October 9th, 2008 21:49 EST
Ukraine's Future Suspended in the Political Vacuum
It will be a hot winter for Ukrainians. In his televised speech on Tuesday, President Viktor Yushchenko told his countrymen that he had dissolved the parliament and called for a snap election. Again. For the third time in as many years Ukraine`s future has been suspended in the political vacuum.
The government fell apart on September 16, 2008. The ruling coalition formed by the president`s center-right block and the populist party of Yulia Tymoshenko, the current prime minister and Yushchenko`s ally-turned-nemesis, collapsed over personal ambitions of its leaders. "I`m convinced, deeply convinced that the democratic coalition was ruined by one thing alone - human ambition," said the president in his address. The government did not survive even a year, repeating the history of the previous cabinet, which ended its life after only eighteen months in power.
Now arch rivals, Mr. Yushchenko and Ms. Tymoshenko used to be a pair of inseparable political friends. In 2004, together they engaged hundreds of thousands of people in the Orange Revolution that toppled the Moscow-backed government, giving Ukraine free elections for the first time in 14 years of its independence. According to an unwritten deal, Mr. Yushchenko was elected the president and appointed Ms. Tymoshenko prime minister. And the trouble began.
Safe in his presidential palace, Mr. Yushchenko focused on diplomacy while leaving Ms. Tymoshenko a free hand in domestic affairs. This was in February 2005. By September of the same year, the two had veered in two opposite directions, accusing each other of corruption and political incompetence. The new parliamentary election, held in March 2006, was won by the party of Viktor Yanukovych, a pro-Russian strongman whose ascension to power was hobbled by the Orange Revolution.
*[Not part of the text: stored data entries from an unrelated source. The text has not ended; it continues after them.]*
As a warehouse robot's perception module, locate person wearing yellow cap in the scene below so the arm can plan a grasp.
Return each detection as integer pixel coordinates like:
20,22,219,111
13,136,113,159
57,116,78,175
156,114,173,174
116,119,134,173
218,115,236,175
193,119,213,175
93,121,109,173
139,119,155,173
This U-turn in Ukraine`s politics again allied Mr. Yushchenko and Ms. Tymoshenko that managed to win another election, this time in September 2007.
The temporary alliance of the democratic forces could not last for long. Both sides had harbored deep resentments towards each other, dating from the times of the Orange Revolution. Moreover, while the president strove to tighten ties with NATO and the European Union, the prime minister began to flirt with Moscow. When Mr. Yushchenko joined the leaders of Poland and the Baltic States in their harsh critic of the Russian invasion of Georgia in August 2008, Ms. Tymoshenko allowed the Kremlin-controlled companies to enter Ukraine in exchange for cheaper natural gas and fuel prices.
The culmination of the conflict between the president and prime minister came in September. To the surprise of Mr. Yushchenko and his western partners, Ms. Tymoshenko pieced together an unofficial coalition with the Communists and Mr. Yanukovych`s party and stripped the office of president of some of its main prerogatives. The move led to the withdrawing of Mr. Yushchenko`s party from the government. "I officially declare the coalition of democratic forces...in Ukraine`s parliament dissolved," said the parliament speaker on September 16.
The president scheduled the new election for December 7. It leaves two months for Mr. Yushchenko and Ms. Tymoshenko to try to convince Ukrainians to give them yet another chance. But the prospect of five more years with the democratic but quarrelsome and unstable coalition may easily put off many voters. Instead, autocratic but predictable Viktor Yanukovych may snatch the victory. The upcoming election will decide whether Ukraine will solidify its presence in western institutions or return to Russia`s sphere of influence.